Foi para implementar aqui esse compromisso mundial que a associação, como uma das entidades representantes da cadeia produtiva dos plásticos no país, e o IO-USP assinaram o convênio em 2012. 

A meta é se capacitar e desenvolver estudos científicos para embasar as discussões sobre o tema no Brasil.

Desde então, além do levantamento do resíduos nas praias, a parceria resultou em vários outros trabalhos. 

"O convênio é um arranjo inovador, que junta a universidade com a iniciativa privada para resolver questões importantes para a sociedade", diz Turra. 

"Ele visa entender o problema, ver onde ele é mais crítico e verificar se as medidas para combater o lixo no mar estão surtindo efeito."

Além disso, foi criado o Fórum Setorial dos Plásticos Online - Por Um Mar Limpo, para ampliar os debates sobre os caminhos e as alternativas de mitigação para o problema dos resíduos nas praias e nos oceanos.

Trata-se de uma plataforma online, que reúne todas as informações e o conhecimento obtidos desde 2012, além das propostas de educação ambiental, prevenção, coleta e reciclagem. 

Desse Fórum resultou a Declaração de Intenções, um documento que estabelece os compromissos da cadeia produtiva dos plásticos no Brasil sobre o tema.

Combatendo o problema

Os participantes do Fórum pretendem pesquisar alternativas para que o setor industrial e a população possam combater o lixo no mar.

"O Instituto Oceanográfico é um moderador desse diálogo", diz Turra. "Nós auxiliamos as empresas a canalizarem as informações científicas corretas e a realizar as melhores ações concretas possíveis."

De acordo com ele, os principais objetivos do IO-USP nesses projetos são a educação ambiental em relação ao consumo consciente e à destinação correta do material descartado. A ideia é que, bem informadas sobre o tema, as pessoas possam ajudar a manter os oceanos e as praias limpas.

Segundo o presidente da Plastivida, Miguel Bahiense, o conhecimento gerado durante os anos de existência da parceria é de que se trata de um problema que só será resolvido em conjunto pelos vários setores relacionados ao problema.

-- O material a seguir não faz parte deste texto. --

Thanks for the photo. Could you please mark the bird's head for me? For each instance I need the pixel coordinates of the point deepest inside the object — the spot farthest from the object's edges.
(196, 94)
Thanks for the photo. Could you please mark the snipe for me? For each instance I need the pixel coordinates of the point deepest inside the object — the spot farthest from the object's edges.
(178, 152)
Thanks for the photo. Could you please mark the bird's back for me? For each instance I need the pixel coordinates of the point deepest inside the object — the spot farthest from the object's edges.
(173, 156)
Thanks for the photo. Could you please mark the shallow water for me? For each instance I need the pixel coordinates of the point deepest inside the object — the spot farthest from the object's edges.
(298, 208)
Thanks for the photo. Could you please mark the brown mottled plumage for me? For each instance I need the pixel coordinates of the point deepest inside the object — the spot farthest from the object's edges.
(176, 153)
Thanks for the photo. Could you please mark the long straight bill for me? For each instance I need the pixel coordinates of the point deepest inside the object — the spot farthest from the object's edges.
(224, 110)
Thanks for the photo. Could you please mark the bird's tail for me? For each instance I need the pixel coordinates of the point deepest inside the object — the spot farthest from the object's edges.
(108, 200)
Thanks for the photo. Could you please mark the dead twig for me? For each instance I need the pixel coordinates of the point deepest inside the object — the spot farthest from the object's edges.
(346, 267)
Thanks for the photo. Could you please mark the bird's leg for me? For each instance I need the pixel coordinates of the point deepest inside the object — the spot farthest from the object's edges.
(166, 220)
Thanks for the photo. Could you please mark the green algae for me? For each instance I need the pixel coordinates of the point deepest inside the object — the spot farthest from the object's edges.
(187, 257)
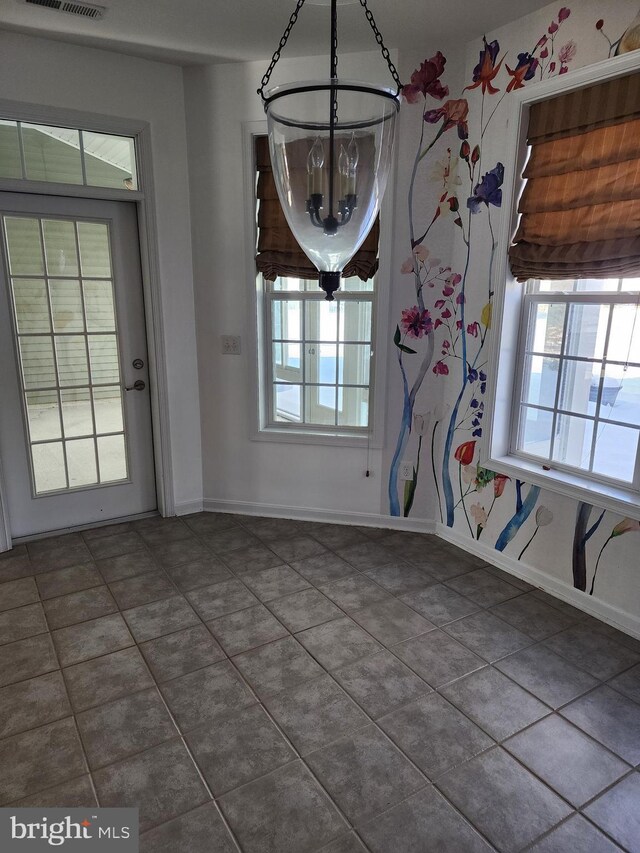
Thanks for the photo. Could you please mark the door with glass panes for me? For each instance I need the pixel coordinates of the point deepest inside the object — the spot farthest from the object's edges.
(75, 422)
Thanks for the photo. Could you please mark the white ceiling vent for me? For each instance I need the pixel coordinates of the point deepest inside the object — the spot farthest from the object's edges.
(85, 10)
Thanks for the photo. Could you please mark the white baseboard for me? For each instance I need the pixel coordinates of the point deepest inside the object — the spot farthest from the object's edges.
(621, 619)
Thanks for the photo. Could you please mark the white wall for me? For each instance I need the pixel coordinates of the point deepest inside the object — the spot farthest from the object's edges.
(54, 74)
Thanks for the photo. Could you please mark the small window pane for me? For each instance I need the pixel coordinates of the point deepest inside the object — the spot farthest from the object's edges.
(536, 426)
(287, 402)
(48, 467)
(66, 306)
(60, 247)
(572, 444)
(98, 300)
(95, 257)
(38, 368)
(108, 408)
(109, 161)
(10, 162)
(616, 451)
(76, 412)
(31, 305)
(112, 458)
(103, 352)
(43, 412)
(52, 154)
(540, 380)
(81, 462)
(72, 360)
(25, 248)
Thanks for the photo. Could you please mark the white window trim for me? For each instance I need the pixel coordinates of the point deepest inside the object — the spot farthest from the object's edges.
(262, 431)
(504, 344)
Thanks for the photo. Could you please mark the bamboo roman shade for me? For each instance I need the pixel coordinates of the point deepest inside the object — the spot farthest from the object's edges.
(278, 251)
(580, 209)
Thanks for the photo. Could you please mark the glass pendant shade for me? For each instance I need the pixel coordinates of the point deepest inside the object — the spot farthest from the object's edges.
(331, 147)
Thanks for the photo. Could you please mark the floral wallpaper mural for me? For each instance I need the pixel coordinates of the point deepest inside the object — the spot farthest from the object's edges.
(441, 337)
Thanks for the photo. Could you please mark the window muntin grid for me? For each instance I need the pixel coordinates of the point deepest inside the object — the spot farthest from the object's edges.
(66, 336)
(577, 405)
(319, 367)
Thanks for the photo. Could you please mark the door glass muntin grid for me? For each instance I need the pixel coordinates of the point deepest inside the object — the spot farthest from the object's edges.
(78, 423)
(590, 371)
(309, 383)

"Estamos realizando um trabalho de educação, informação e coordenação de ações como campanhas de descarte adequado, conscientização, entre outras, que vão demandar o envolvimento compartilhado de toda a sociedade - poder público, indústria de diversos setores, varejo e a população de forma geral -, para o mesmo fim, que é a preservação dos oceanos e do meio ambiente", diz.


Pesquisador defende trabalho conjunto entre vários setores 
para combater o problema | Foto: Lab Manejo

"Todo o estudo reunido nos fez entender que a questão do lixo nos mares vai além dos municípios costeiros", avalia Turra.

"Ela envolve todas as cidades, Estados, a gestão dos resíduos sólidos, o saneamento básico, a educação ambiental e toda uma cultura social que deve ser estruturada. 

Acreditamos que o Fórum será um marco transformador da sociedade, por envolver diferentes setores na busca do desenvolvimento sustentável."

Fonte: Evanildo da Silveira - De São Paulo para a BBC Brasil.